The central bank has doubled the ceiling for car loans to reflect the increased prices of motor vehicles and provide banks a channel to utilise their excess liquidity.
Banks can now extend up to Tk 40 lakh as car loan, Bangladesh Bank said in a notice yesterday. The previous ceiling for car loans was Tk 20 lakh.
The debt-equity ratio has also been changed to 50:50 from 30:70 earlier. In other words, consumers can now buy cars worth up to Tk 80 lakh by availing a Tk 40 lakh bank loan. Previously, cars worth up to Tk 67 lakh could be purchased by taking out a bank loan.
The move comes in response to the higher market prices and demand for vehicles, said Md Anwarul Islam, deputy general manager of the central bank.

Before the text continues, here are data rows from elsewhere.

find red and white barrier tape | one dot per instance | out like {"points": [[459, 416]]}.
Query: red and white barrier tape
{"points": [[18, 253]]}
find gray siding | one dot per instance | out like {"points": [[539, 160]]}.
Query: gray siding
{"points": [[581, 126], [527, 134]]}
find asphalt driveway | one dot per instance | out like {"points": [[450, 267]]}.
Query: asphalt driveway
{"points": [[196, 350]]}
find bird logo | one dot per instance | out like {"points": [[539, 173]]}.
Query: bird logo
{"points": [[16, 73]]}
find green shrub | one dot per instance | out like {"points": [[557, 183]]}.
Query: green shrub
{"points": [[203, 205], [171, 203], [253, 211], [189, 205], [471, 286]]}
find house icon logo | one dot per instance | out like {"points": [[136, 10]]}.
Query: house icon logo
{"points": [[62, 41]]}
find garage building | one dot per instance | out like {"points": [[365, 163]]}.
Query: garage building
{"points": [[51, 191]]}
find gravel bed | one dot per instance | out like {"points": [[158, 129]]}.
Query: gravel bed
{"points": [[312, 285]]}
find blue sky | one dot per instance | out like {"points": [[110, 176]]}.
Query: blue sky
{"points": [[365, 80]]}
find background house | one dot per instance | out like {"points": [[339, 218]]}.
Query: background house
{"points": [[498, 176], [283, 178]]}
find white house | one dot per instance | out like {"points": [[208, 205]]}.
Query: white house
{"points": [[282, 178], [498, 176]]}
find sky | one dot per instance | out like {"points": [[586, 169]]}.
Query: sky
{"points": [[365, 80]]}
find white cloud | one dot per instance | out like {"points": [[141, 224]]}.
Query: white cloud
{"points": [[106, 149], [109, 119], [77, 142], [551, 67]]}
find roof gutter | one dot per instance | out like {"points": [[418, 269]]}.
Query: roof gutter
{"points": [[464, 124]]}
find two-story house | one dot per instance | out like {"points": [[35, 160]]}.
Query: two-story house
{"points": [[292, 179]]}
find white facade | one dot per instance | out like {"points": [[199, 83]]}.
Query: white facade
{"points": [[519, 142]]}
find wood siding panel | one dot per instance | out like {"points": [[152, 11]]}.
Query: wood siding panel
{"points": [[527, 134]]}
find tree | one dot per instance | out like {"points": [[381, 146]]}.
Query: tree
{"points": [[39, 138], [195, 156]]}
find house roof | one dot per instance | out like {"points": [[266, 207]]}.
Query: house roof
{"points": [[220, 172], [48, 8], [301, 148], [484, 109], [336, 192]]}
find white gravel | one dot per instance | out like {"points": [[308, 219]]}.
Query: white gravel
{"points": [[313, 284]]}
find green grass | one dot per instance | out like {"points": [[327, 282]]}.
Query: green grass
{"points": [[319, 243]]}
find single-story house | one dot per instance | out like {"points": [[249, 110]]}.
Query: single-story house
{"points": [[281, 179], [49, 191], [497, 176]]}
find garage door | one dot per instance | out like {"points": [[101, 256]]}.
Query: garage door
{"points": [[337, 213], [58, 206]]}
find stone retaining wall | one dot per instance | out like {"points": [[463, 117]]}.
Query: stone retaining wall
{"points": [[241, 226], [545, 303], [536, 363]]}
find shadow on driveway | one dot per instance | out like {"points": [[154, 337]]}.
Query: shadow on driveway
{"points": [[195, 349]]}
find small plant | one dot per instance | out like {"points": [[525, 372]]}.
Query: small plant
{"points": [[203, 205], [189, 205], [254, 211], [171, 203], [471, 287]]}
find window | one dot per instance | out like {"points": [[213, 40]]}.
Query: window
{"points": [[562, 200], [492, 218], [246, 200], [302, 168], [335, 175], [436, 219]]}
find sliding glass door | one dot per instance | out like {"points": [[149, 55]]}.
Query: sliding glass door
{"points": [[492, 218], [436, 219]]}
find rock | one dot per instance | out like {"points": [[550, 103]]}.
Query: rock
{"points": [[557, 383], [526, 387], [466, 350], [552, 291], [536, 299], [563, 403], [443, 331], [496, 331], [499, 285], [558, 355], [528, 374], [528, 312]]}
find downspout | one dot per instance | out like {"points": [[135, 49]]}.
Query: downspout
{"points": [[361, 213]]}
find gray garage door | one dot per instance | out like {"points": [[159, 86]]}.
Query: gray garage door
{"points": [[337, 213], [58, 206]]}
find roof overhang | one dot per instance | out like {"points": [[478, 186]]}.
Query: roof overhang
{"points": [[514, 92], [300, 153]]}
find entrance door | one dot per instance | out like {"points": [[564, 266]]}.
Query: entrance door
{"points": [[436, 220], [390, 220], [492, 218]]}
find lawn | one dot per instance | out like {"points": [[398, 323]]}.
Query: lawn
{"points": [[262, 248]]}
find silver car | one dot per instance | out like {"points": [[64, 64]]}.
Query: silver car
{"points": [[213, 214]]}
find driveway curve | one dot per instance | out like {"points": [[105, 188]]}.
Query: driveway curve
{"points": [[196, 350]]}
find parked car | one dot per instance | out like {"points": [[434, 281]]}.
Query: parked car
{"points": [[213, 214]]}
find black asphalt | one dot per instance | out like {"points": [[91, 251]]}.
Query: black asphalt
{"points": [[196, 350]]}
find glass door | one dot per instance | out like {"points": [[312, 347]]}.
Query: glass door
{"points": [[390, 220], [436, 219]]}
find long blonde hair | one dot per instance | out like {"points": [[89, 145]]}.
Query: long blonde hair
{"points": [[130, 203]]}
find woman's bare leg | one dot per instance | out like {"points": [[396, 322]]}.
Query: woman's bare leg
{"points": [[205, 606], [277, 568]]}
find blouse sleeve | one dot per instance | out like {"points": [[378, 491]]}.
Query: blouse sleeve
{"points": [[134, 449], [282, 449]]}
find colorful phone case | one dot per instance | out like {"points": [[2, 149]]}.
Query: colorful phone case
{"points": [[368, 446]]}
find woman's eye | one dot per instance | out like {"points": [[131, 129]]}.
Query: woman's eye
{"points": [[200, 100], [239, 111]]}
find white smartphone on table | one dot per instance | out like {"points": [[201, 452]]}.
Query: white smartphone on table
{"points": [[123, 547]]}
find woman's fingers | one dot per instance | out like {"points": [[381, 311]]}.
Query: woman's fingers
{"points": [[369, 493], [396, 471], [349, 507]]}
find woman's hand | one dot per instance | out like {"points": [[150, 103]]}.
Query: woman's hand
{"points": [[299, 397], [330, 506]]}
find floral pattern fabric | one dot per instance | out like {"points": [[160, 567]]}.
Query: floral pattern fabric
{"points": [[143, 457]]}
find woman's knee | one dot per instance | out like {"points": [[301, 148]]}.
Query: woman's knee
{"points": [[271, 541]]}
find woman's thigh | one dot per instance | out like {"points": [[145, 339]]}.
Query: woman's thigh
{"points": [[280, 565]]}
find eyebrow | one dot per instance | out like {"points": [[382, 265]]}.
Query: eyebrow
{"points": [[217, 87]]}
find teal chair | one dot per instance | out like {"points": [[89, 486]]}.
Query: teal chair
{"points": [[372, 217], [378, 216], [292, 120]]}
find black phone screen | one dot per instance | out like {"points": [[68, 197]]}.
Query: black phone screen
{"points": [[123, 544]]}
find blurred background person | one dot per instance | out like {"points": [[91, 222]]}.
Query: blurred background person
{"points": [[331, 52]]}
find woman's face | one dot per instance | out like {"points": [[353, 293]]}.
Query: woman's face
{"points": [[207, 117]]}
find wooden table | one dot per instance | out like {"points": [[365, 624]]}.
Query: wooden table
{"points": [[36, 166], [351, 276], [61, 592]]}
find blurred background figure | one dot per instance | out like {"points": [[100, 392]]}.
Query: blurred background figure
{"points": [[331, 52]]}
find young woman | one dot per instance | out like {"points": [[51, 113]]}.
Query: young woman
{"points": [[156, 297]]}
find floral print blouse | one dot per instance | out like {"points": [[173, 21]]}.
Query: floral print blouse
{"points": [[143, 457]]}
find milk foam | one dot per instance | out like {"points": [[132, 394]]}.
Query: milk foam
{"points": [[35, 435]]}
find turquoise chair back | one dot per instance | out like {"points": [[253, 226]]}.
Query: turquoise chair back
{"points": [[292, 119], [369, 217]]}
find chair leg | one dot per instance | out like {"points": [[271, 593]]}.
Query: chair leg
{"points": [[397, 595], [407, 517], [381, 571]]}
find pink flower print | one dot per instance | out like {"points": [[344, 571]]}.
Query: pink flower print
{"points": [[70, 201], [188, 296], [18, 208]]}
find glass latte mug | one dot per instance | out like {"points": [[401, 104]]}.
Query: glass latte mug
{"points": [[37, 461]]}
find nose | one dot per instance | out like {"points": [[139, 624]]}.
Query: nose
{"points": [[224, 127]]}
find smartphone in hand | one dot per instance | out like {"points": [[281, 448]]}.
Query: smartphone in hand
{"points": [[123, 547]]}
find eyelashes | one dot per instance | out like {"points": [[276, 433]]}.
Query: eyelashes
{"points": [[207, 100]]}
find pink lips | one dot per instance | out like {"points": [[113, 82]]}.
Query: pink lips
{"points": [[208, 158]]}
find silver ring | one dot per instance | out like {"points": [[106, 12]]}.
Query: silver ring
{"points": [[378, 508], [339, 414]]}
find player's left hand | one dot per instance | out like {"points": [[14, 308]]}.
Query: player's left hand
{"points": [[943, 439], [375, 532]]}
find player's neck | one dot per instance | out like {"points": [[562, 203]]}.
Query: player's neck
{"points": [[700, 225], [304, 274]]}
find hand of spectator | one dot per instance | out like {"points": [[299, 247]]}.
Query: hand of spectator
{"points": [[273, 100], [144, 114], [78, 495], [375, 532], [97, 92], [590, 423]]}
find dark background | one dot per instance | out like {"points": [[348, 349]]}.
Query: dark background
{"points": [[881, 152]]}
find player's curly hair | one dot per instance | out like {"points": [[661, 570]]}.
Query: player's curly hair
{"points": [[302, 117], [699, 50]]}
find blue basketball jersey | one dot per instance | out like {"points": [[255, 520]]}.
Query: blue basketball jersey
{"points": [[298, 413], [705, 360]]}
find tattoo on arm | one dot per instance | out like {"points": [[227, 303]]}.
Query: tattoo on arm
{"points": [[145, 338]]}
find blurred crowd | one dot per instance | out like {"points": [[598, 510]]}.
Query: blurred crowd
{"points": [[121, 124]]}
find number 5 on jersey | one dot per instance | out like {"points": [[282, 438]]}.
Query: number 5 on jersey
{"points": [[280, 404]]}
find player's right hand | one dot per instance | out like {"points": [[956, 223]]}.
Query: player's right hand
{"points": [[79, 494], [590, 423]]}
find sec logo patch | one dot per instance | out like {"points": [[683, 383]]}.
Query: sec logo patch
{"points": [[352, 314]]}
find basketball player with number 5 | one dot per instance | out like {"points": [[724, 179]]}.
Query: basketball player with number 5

Another BB official said the relaxation of the car loan policy arose from the need to give banks a channel to direct their huge piles of liquidity in the face of sluggish investment demand.
At the end of May, banks were sitting on Tk 140,243 crore of excess liquidity, up from Tk 79,441 crore at the end of June last year.
The increase in car loan ceiling will not affect inflation, as the product is generally consumed by the society's high-income group, Islam added.
Meanwhile, Abdul Haque, a former president of the Bangladesh Association of Reconditioned Vehicle Importers and Dealers Association (BARVIDA), welcomed the central bank move, as the previous loan policy was “too tough” for the general public.
The new policy will be beneficial for small businessmen who until now could not afford the high cash requirement to purchase a car or utility van, he said.
Haque, however, called for further relaxation of the policy.
The ceiling for auto loan under consumer financing was first fixed in 2004 at Tk 50 lakh; loans could be availed after a 10 percent down payment.
Then in 2005 it was lowered to Tk 20 lakh, to be raised back to Tk 50 lakh in 2010. The debt-equity ratio then was fixed at 50:50.
In 2012, as part of BB's efforts to discourage loans to unproductive sectors, the ceiling was again lowered to Tk 20 lakh and the debt-equity ration set at 30:70.
The new policy will be of particular benefit to the low-income group, according to Hamid Sharif, former secretary general of BARVIDA.
“The previous policy was to arrange for 70 percent of the price of the car and fill in the remaining 30 percent by taking a bank loan, which was beyond them,” he added.
Last year, a total of 10,472 cars, 2,537 microbuses and 945 sports utility vehicles (SUVs) were sold, according to Haque. Between January and March this year, 3,624 cars, 946 microbuses and 355 SUVs were sold.